"THE ULTIMATE DINOSAUR BIOGRAPHY," hails Scientific American A thrilling new history of the age of dinosaurs, from one of our finest young scientists. A New York Times Bestseller - Goodreads Choice Awards WINNER A BEST BOOK OF THE YEAR: Smithsonian, NPR Science Friday, The Times (London)...
Popular Mechanics, Science News, Library Journal, Booklist, and Chicago Public Library "A masterpiece of science writing." --Washington Post "This is scientific storytelling at its most visceral, striding with the beasts through their Triassic dawn, Jurassic dominance, and abrupt demise in the Cretaceous." --Nature The dinosaurs.
Sixty-six million years ago, the Earth's most fearsome creatures vanished. Today they remain one of our planet's great mysteries. Now The Rise and Fall of the Dinosaurs reveals their extraordinary, 200-million-year-long story as never before. In this captivating narrative (enlivened with more than seventy original illustrations and photographs), Steve Brusatte, a young American paleontologist who has emerged as one of the foremost stars of the field--naming fifteen new species and leading groundbreaking scientific studies and fieldwork--masterfully tells the complete, surprising, and new history of the dinosaurs, drawing on cutting-edge science to dramatically bring to life their lost world and illuminate their enigmatic origins, spectacular flourishing, astonishing diversity, cataclysmic extinction, and startling living legacy. Captivating and revelatory, The Rise and Fall of the Dinosaurs is a book for the ages.
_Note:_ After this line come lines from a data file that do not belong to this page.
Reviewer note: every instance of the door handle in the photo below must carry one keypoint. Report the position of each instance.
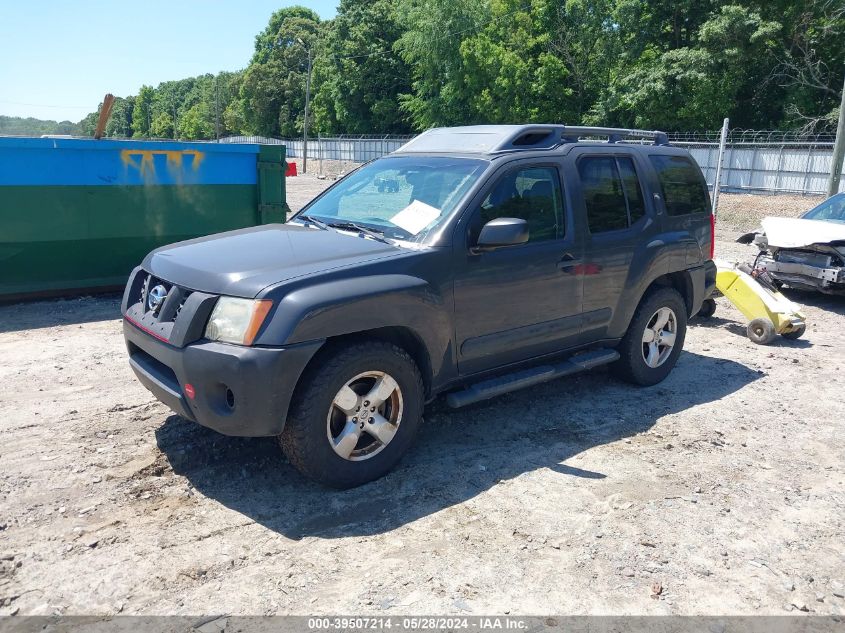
(567, 262)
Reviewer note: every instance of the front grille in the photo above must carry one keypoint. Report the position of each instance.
(162, 290)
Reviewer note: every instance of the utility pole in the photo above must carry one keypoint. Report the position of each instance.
(307, 103)
(717, 183)
(838, 150)
(217, 106)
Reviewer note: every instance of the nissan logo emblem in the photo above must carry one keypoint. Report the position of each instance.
(156, 297)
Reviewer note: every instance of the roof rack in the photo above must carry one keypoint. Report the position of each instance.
(483, 139)
(572, 133)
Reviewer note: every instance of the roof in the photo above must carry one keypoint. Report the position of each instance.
(490, 139)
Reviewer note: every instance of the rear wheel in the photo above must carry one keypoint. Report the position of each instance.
(355, 413)
(761, 331)
(654, 339)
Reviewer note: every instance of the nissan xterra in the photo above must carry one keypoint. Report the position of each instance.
(471, 262)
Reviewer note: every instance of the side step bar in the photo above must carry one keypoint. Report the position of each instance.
(493, 387)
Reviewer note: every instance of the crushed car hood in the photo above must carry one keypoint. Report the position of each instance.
(798, 233)
(242, 263)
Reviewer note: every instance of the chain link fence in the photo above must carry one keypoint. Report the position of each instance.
(763, 161)
(755, 161)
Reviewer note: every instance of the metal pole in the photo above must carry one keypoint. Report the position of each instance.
(217, 107)
(305, 122)
(717, 183)
(838, 150)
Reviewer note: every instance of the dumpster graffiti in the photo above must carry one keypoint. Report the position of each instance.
(144, 160)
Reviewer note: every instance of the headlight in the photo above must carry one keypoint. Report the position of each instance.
(237, 320)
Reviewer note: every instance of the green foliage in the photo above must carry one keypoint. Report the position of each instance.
(142, 112)
(358, 73)
(395, 66)
(272, 91)
(18, 126)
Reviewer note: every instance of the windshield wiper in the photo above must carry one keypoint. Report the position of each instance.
(318, 223)
(351, 226)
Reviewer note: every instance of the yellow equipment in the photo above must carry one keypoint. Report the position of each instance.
(769, 312)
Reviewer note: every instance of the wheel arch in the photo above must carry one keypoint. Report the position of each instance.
(401, 336)
(680, 281)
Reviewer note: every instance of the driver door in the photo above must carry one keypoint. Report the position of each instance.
(518, 302)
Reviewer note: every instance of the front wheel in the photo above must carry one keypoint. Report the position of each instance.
(654, 339)
(355, 413)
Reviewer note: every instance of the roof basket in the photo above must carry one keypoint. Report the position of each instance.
(483, 139)
(572, 133)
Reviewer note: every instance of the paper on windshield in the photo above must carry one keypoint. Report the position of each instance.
(415, 217)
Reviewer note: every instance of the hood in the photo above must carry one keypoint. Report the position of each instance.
(242, 263)
(797, 232)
Brusatte traces the evolution of dinosaurs from their inauspicious start as small shadow dwellers--themselves the beneficiaries of a mass extinction caused by volcanic eruptions at the beginning of the Triassic period--into the dominant array of species every wide-eyed child memorizes today, T. rex, Triceratops, Brontosaurus, and more. This gifted scientist and writer re-creates the dinosaurs' peak during the Jurassic and Cretaceous, when thousands of species thrived, and winged and feathered dinosaurs, the prehistoric ancestors of modern birds, emerged. The story continues to the end of the Cretaceous period, when a giant asteroid or comet struck the planet and nearly every dinosaur species (but not all) died out, in the most extraordinary extinction event in earth's history, one full of lessons for today as we confront a "sixth extinction."
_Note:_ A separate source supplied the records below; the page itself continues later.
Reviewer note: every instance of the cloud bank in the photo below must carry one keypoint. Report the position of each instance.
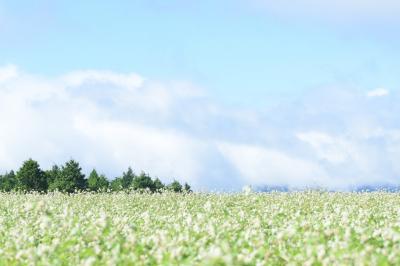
(333, 137)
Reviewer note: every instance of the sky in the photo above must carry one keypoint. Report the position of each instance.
(220, 94)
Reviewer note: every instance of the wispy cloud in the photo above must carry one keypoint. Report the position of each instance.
(334, 137)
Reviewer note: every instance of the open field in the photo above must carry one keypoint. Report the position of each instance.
(205, 229)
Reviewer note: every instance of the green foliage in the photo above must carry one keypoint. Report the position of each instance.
(187, 188)
(53, 175)
(127, 178)
(175, 186)
(70, 178)
(278, 228)
(143, 181)
(30, 177)
(116, 184)
(97, 182)
(158, 185)
(8, 182)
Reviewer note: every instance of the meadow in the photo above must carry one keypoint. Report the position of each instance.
(307, 228)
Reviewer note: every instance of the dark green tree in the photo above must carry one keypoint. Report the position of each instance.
(127, 178)
(97, 182)
(70, 178)
(116, 184)
(8, 182)
(175, 186)
(52, 175)
(143, 181)
(158, 185)
(187, 188)
(30, 177)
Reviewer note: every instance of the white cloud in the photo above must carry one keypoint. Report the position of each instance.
(379, 92)
(334, 137)
(263, 166)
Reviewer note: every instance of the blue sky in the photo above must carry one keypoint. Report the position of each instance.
(238, 50)
(252, 75)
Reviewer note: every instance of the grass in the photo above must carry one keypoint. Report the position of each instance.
(307, 228)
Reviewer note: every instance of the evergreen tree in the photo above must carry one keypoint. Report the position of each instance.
(70, 178)
(30, 177)
(53, 175)
(127, 178)
(143, 181)
(187, 188)
(97, 182)
(175, 186)
(116, 184)
(8, 182)
(158, 185)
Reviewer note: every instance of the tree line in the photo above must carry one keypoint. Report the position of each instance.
(69, 178)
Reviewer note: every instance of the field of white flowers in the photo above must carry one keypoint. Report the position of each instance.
(200, 229)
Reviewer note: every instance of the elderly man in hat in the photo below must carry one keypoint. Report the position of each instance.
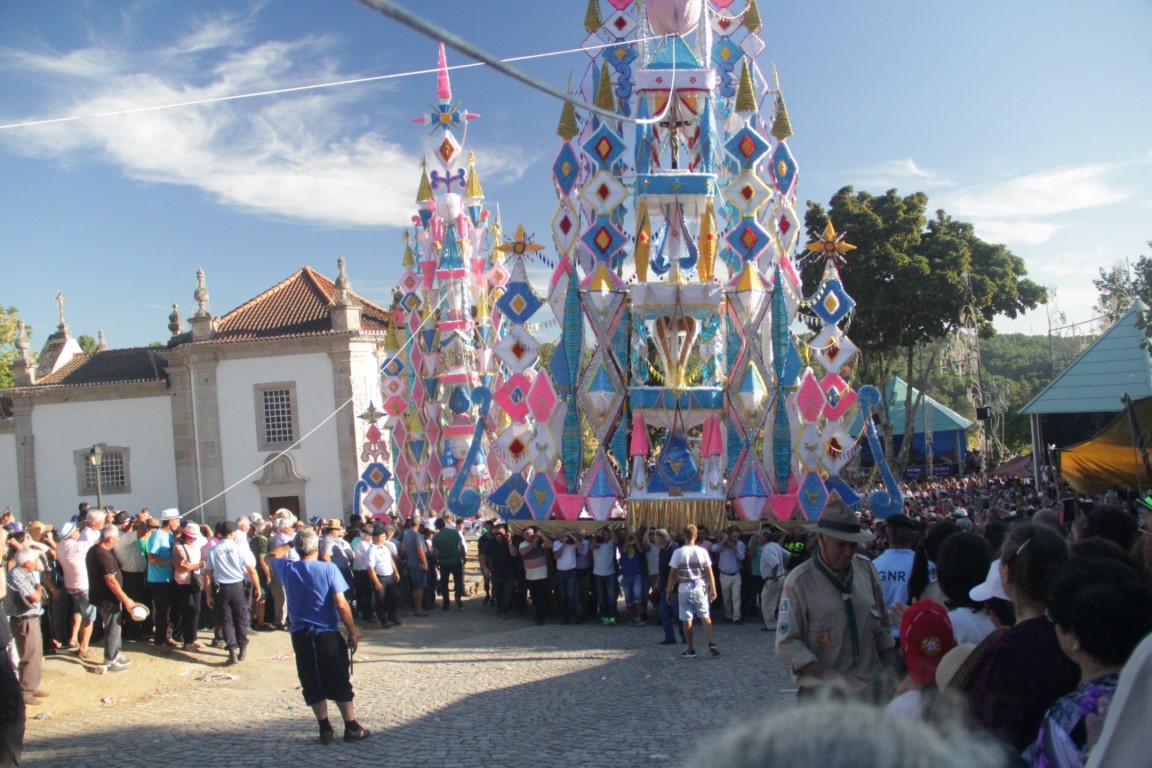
(833, 626)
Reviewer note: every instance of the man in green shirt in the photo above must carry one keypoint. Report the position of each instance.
(449, 553)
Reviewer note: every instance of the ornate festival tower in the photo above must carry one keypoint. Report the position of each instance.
(444, 329)
(686, 393)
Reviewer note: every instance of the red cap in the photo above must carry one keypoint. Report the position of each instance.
(925, 637)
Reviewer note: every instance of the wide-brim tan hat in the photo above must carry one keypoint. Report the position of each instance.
(838, 521)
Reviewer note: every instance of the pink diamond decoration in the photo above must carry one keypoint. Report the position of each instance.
(513, 396)
(839, 394)
(542, 397)
(810, 398)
Brusatte also recalls compelling stories from his globe-trotting expeditions during one of the most exciting eras in dinosaur research--which he calls "a new golden age of discovery"--and offers thrilling accounts of some of the remarkable findings he and his colleagues have made, including primitive human-sized tyrannosaurs; monstrous carnivores even larger than T. rex; and paradigm-shifting feathered raptors from China.